View mode: basic / threaded / horizontal-split · Log in · Help
December 05, 2005
Re: Refining AA's
Sean Kelly wrote:

[...]
> However, since D objects are accessed via handles,
> the only issue should be OutOfMemory exceptions, and it's
> generally not too hard to preallocate needed memory 
> before modifying data.

I fear that your answer passes the real problem without touching it.

I reported, that the runtime collapsed under winXP, when the problem 
size approached real memory limits. winXP reported 2.3 GB needed in 
total whereas only 2.0 GB real memory were available.

That led to very long times, 20 seconds, winXP was accessing the 
swapfile, shoveling about 600 MB around each time, interspersed by 
break outs of CPU activity.

No OutOfMemory exception was thrown. Maybe because the threads memory 
consumption did not reach the 2.0 GB real memory limit. But maybe 
also, that winXP will report OutOfMemory only, when the virtual 
address space of 1 TB is reached?

In fact I do not remember having had any OutOfMemory exception under 
winXP and filed a bug report on that issue also.

-manfred
December 05, 2005
Re: Refining AA's
Manfred Nowak wrote:
> 
> No OutOfMemory exception was thrown.

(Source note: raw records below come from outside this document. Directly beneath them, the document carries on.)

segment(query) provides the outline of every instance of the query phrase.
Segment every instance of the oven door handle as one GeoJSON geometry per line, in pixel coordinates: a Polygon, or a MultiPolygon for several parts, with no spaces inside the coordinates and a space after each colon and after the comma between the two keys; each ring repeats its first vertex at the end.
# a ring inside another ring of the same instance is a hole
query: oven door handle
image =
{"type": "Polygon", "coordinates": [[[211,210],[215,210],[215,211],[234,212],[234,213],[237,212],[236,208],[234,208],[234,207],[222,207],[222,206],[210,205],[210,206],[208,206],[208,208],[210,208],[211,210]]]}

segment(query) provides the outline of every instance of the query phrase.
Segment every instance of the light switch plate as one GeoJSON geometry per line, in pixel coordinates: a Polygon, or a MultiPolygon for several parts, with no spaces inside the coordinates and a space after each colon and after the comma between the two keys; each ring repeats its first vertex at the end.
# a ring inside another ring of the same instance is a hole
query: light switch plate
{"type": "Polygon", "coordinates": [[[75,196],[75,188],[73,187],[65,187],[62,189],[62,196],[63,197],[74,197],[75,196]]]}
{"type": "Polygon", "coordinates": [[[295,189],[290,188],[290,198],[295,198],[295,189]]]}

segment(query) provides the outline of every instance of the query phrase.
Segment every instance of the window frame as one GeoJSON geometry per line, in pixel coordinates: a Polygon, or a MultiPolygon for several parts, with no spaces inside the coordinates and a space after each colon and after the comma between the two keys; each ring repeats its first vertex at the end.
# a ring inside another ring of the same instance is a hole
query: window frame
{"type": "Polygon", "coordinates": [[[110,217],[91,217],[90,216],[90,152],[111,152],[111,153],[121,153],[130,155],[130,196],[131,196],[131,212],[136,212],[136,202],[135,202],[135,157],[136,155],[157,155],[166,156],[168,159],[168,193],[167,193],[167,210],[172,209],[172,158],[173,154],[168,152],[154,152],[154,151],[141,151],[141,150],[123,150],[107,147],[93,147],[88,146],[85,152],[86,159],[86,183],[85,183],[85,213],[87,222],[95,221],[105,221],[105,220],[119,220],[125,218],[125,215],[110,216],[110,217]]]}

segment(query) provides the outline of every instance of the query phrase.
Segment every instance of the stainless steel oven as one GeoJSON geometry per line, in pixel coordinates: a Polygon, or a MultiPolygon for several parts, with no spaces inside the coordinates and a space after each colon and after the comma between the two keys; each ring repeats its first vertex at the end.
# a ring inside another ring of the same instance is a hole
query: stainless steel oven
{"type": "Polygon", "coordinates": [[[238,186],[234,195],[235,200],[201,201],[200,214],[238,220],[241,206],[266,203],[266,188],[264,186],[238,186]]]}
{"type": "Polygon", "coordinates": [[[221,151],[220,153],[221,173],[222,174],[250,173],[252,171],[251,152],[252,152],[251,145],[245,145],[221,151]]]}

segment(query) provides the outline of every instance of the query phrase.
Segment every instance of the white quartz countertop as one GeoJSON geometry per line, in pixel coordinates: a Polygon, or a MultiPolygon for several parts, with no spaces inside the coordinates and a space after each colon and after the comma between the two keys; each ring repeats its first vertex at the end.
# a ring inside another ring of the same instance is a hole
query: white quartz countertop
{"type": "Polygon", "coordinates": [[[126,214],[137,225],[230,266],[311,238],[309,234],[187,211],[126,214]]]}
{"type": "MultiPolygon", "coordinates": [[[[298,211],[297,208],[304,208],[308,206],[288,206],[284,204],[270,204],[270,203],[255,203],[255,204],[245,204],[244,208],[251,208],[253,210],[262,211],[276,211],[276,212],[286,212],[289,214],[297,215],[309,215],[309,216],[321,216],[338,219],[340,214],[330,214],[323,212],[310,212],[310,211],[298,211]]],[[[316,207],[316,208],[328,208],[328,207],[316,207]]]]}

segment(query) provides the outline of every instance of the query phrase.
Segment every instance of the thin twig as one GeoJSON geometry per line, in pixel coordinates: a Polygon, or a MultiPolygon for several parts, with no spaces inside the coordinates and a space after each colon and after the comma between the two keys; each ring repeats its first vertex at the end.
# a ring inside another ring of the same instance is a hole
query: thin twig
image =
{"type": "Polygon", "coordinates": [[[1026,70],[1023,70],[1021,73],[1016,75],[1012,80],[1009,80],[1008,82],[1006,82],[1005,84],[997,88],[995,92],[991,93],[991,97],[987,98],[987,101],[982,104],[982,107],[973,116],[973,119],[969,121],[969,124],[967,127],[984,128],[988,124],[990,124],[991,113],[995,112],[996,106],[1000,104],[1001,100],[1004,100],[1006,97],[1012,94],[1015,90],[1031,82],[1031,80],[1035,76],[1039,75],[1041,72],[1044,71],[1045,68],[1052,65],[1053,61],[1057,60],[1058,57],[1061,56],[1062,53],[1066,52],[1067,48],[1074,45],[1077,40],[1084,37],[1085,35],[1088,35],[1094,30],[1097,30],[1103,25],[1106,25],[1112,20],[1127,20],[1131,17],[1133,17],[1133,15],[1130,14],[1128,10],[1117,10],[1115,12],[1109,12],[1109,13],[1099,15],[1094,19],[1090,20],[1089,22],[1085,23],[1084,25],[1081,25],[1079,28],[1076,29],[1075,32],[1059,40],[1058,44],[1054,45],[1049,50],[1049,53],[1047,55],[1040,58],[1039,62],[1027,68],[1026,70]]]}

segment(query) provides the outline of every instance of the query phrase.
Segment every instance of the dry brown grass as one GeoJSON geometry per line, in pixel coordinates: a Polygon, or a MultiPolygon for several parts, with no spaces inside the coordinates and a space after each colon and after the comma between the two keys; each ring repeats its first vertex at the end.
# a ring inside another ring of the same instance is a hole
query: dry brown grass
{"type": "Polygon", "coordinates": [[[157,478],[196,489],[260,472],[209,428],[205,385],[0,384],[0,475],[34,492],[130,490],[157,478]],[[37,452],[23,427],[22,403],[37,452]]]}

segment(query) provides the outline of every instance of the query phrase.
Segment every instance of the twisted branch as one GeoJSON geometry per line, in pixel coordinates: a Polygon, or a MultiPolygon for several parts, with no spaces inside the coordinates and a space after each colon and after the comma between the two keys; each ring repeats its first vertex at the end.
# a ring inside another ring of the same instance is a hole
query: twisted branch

Maybe because the threads memory 
> consumption did not reach the 2.0 GB real memory limit. But maybe 
> also, that winXP will report OutOfMemory only, when the virtual 
> address space of 1 TB is reached?
> 
> In fact I do not remember having had any OutOfMemory exception under 
> winXP and filed a bug report on that issue also.

I've noticed this behavior also.  In fact, I've gone close to the limits 
of a fixed-sized swapfile and the OS told me it was going to try and 
create more virtual memory.  Though I didn't track things exactly so I'm 
not entirely certain if I ever actually exceeded my virtual memory 
limits or I just passed the 1 GB barrier (my laptop has 512MB RAM and a 
768MB swapfile IIRC).


Sean
December 05, 2005
Re: Refining AA's
>I do not understand this remark. Are you talking about management of 
>the real memory whilst I was asking for the management of the virtual 
>memory?
>
>Hmmmm... AA's are the core of management of the virtual memory, 
>aren't they?
>
>-manfred 

After reading:

http://www.digitalmars.com/drn-bin/wwwnews?digitalmars.D/30905

I'm assuming that you are using the GC for the 'internals' of your
implementation, and now I have a better understanding of what you were getting
at.

IMHO, it is best to let the GC handle these issues (like the rest of the D
runtime library implementation), and let a future 'better' allocator/GC system
account for exceptional memory conditions. That way the AA implementation will
be stay consistent with the rest, along with being simpler to develop, debug and
maintain. The current GC might not address the situation you describe very well
right now, but that can always be addressed in the future if it becomes a
serious problem.
December 05, 2005
Re: Refining AA's
Dave wrote:

[...]
> The current GC might not address the
> situation you describe very well right now, but that can always
> be addressed in the future if it becomes a serious problem.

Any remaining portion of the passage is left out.